Edward Miszczak reklamował "Azję Express" jako najdroższy program w historii polskiej telewizji. Show jest oparte na holenderskim formacie "Peking Express". Rywalizujący w parach uczestnicy podróżują przez cztery kraje Azji, a ich cel to pokonanie wyznaczonej trasy w jak najkrótszym czasie. Pożywienie, transport i nocleg muszą zorganizować sobie sami, na co mogą przeznaczyć nie więcej niż dolara dziennie. Taką formułę krytykowano na długo przed emisją.
Biali "bogacze" zabawiają się w przeżycie za dolara dziennie, tam, gdzie ludzie naprawdę muszą za tyle żyć, leczyć się i kształcić dzieci - pisała na Facebooku Paulina Młynarska.

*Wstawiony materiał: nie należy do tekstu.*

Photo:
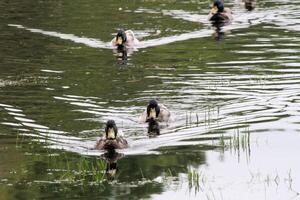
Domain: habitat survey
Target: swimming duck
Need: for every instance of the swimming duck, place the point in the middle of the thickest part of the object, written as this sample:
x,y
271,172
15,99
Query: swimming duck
x,y
250,4
153,127
155,111
111,141
124,38
218,13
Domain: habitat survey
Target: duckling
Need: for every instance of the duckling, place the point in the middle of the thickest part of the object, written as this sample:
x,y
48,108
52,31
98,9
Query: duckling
x,y
156,111
111,141
153,127
250,4
218,13
124,38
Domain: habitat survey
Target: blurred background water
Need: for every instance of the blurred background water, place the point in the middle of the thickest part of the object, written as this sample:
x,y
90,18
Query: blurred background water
x,y
233,95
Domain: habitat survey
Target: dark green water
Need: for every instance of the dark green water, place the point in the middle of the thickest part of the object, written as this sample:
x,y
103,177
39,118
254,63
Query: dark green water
x,y
234,98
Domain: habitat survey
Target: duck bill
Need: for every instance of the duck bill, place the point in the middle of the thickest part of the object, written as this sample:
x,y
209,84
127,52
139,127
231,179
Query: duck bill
x,y
119,41
152,113
110,133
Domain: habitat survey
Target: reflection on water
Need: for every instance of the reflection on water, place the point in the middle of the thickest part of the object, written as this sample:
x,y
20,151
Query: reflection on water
x,y
235,103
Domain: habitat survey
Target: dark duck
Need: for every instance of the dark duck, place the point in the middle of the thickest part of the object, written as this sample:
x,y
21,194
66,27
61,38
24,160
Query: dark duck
x,y
111,141
158,112
124,39
220,14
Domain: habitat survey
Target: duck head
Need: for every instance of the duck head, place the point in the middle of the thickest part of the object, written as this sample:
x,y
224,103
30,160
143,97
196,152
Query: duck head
x,y
121,38
152,109
218,7
111,130
153,127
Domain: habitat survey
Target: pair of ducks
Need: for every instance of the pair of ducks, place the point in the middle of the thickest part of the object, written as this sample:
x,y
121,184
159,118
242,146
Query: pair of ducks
x,y
217,14
153,114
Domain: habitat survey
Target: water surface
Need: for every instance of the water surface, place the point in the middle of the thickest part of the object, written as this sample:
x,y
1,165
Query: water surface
x,y
233,94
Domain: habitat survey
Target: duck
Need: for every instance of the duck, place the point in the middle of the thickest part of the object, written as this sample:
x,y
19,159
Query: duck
x,y
153,127
124,38
218,13
155,111
111,140
250,4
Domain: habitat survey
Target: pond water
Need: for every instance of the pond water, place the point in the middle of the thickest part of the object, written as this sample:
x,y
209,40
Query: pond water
x,y
234,95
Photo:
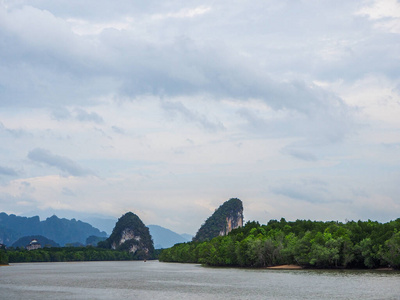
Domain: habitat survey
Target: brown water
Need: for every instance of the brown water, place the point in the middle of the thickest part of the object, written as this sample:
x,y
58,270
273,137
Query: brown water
x,y
155,280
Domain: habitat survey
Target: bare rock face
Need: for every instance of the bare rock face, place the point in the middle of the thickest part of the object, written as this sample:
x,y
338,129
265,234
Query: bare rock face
x,y
130,234
232,222
227,217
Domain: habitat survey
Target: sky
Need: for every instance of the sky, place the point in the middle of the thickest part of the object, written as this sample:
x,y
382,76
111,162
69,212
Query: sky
x,y
170,108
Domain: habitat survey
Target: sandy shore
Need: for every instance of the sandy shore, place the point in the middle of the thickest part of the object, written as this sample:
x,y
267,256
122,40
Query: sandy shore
x,y
286,267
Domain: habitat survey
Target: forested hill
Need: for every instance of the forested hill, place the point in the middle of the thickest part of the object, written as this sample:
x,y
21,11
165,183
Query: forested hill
x,y
313,244
227,217
62,231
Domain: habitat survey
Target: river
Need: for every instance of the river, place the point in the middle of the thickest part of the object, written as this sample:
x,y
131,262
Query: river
x,y
154,280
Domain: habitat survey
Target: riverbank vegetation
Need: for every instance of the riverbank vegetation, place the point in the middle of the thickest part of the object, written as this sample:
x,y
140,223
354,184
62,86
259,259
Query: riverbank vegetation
x,y
312,244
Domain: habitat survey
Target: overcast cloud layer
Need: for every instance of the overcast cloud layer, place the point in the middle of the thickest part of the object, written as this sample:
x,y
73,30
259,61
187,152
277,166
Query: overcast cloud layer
x,y
168,109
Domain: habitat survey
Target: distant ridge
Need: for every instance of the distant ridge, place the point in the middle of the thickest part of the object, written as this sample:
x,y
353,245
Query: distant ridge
x,y
62,231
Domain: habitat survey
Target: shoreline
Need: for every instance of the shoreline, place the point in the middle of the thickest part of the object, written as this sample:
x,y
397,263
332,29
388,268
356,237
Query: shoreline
x,y
285,267
296,267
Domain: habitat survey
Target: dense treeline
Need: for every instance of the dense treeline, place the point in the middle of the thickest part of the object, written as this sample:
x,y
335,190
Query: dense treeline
x,y
61,254
305,243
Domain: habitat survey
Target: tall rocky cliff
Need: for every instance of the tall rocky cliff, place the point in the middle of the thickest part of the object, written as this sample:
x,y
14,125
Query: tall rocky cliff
x,y
227,217
132,235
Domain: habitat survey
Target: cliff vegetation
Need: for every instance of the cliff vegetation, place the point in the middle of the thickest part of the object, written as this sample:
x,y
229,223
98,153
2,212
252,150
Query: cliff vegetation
x,y
227,217
130,234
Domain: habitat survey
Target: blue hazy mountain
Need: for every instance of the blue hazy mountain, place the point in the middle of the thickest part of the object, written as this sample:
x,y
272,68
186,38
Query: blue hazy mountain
x,y
165,238
62,231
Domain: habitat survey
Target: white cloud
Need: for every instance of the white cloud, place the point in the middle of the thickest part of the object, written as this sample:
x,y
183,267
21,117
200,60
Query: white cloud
x,y
179,106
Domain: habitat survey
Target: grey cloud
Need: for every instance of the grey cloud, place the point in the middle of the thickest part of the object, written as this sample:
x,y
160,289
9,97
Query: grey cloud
x,y
117,129
8,171
84,116
313,191
300,154
178,107
60,113
64,164
17,133
68,192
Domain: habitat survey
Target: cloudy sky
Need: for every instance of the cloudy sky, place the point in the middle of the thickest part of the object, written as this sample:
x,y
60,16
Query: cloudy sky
x,y
170,108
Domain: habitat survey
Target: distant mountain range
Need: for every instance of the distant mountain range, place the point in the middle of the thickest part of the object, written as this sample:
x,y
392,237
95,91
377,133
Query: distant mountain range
x,y
64,231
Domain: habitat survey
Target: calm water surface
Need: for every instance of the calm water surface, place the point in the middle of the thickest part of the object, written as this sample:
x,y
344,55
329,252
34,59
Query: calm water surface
x,y
155,280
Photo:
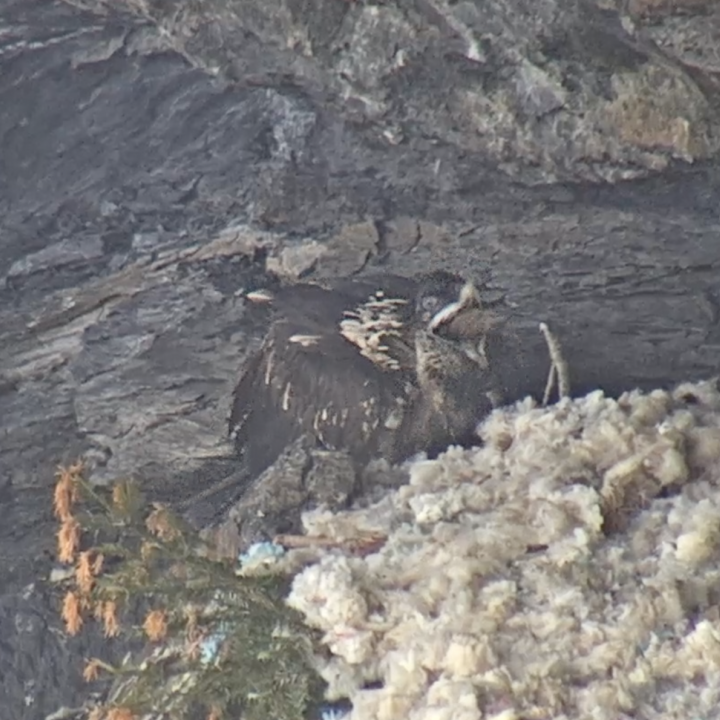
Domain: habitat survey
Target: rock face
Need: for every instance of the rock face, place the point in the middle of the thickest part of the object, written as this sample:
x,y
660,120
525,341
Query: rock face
x,y
159,158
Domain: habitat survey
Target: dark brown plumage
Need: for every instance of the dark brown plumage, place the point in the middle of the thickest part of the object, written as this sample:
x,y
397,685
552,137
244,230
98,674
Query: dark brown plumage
x,y
378,366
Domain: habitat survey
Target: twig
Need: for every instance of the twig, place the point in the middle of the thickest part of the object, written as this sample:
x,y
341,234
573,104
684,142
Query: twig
x,y
559,371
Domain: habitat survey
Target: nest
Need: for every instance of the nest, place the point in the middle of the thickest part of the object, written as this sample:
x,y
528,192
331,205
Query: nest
x,y
566,569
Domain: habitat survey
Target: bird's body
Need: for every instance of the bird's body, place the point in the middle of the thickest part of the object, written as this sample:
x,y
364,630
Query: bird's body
x,y
380,366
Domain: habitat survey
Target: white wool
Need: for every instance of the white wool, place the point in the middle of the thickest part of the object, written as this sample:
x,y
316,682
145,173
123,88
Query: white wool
x,y
569,568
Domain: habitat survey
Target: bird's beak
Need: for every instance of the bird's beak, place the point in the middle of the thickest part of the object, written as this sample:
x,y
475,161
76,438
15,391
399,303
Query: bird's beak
x,y
260,296
468,298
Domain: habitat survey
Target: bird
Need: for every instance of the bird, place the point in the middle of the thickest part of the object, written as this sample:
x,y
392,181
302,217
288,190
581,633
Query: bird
x,y
380,366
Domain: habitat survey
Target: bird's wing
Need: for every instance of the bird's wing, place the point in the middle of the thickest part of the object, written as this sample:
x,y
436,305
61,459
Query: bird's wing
x,y
307,379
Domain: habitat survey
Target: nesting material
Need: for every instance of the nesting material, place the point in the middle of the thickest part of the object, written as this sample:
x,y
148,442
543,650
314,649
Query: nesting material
x,y
569,568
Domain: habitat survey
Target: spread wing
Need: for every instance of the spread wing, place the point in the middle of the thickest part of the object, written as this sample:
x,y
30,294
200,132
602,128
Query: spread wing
x,y
307,379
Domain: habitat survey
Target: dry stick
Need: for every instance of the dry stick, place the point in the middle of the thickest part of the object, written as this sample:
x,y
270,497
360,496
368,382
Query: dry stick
x,y
558,367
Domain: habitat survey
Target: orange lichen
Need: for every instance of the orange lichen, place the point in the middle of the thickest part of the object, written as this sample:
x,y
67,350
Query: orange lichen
x,y
111,626
84,576
119,714
155,625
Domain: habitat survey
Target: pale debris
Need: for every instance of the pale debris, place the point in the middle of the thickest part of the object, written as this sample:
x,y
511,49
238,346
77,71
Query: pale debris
x,y
567,569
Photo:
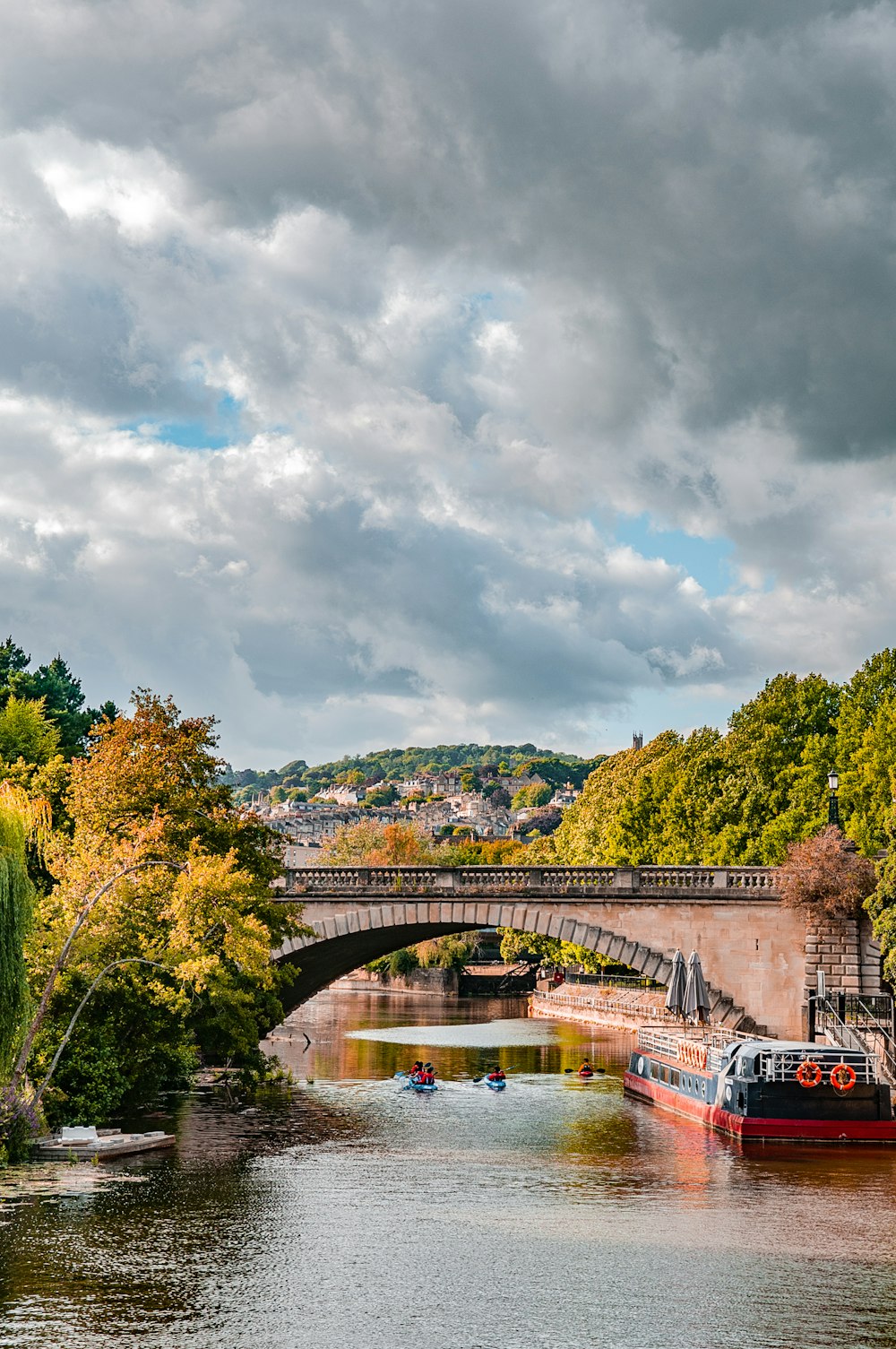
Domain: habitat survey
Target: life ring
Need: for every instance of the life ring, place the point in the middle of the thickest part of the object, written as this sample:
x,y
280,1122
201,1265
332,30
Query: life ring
x,y
842,1077
808,1074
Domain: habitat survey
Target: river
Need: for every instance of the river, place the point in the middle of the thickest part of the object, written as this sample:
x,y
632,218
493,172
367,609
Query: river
x,y
349,1213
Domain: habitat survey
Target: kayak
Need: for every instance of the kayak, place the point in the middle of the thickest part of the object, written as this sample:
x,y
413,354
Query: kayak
x,y
409,1084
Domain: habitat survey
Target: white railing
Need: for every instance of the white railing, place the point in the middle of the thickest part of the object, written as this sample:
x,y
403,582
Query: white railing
x,y
781,1065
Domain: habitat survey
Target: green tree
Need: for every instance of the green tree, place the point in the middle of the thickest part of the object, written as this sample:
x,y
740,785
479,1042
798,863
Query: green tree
x,y
26,732
22,820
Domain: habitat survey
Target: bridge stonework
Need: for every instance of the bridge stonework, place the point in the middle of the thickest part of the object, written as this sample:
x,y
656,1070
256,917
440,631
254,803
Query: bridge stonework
x,y
757,956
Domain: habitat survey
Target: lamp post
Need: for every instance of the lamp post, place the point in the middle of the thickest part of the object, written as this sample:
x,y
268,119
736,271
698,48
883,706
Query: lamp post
x,y
832,806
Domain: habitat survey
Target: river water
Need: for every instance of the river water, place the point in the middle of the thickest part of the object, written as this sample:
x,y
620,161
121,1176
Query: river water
x,y
349,1213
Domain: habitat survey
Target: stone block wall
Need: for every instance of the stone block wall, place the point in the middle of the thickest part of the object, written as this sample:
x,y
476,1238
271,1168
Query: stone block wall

Pierwszy odcinek skupił się na bardziej prozaicznych dylematach uczestników. Renata Kaczoruk (modelka i partnerka Kuby Wojewódzkiego) bała się, że jeśli zapyta o to, jak działa kompas, zostanie do niej przyklejona łatka "głupiej modelki". Iza Miko przeżyła małe załamanie nerwowe, kiedy jej partner, Leszek Stanek, zaczął naśmiewać się z ilości butów, które zabrała ze sobą. (Uczestniczy musieli przepakować bagaż na całą podróż do małego plecaka). Ale to i tak nic przy rozterkach Małgorzaty Rozenek. Radosław Majdan dzielnie pomagał jej wybrać piżamę i legginsy do zapakowania, uspokajał, że wygląda pięknie bez makijażu i zapewniał, że majtki nie wystają jej spod szortów, jak podejrzewała.
Już po pokazie prasowym pierwszego odcinka dało się słyszeć głosy, że to Małgorzata Rozenek będzie największą gwiazdą show. W końcu jest polską Victorią Beckham.
Faktycznie, "Perfekcyjna Pani Domu" skupia na sobie uwagę w każdej scenie, w której się pojawia. Na jej osobie przede wszystkim skupili się również internauci, dyskutujący żarliwie o programie na Twitterze.
Perypetie "polskich Beckhamow" są głównym powodem, dla którego oglądam ten program.
Majdan i Rozenek najlepsi! - pisali.
Sam program? Miało być kontrowersyjnie, na razie jest... dosyć nudno.
Chaos, nie wiadomo o co chodzi.
Miał być drugi "Agent", ale coś nie wyszło - takie opinie przewinęły się przez Twittera.
Przez 3/4 odcinka oglądaliśmy uczestników w czasem desperackich próbach zdobycia transportu i noclegu. Niektórzy niemal pakowali się kierowcom do samochodów. Innym zadaniem było zdobycie tradycyjnego kapelusza wietnamskiego.Jeden z uczestników próbował ściągnąć go z głowy zdezorientowanej dziewczynce. Nie mogą dziwić ostre komentarze widzów:
Innym, takie ekscesy jak Radosław Majdan próbujący porozumieć się z młodym Wietnamczykiem po rosyjsku, w niczym nie przeszkadzały.
Super jest ten program, można się pośmiać.
Uśmiałam się z tego, zapowiada się fajnie.
A jakie są wasze wrażenia po pierwszym odcinku?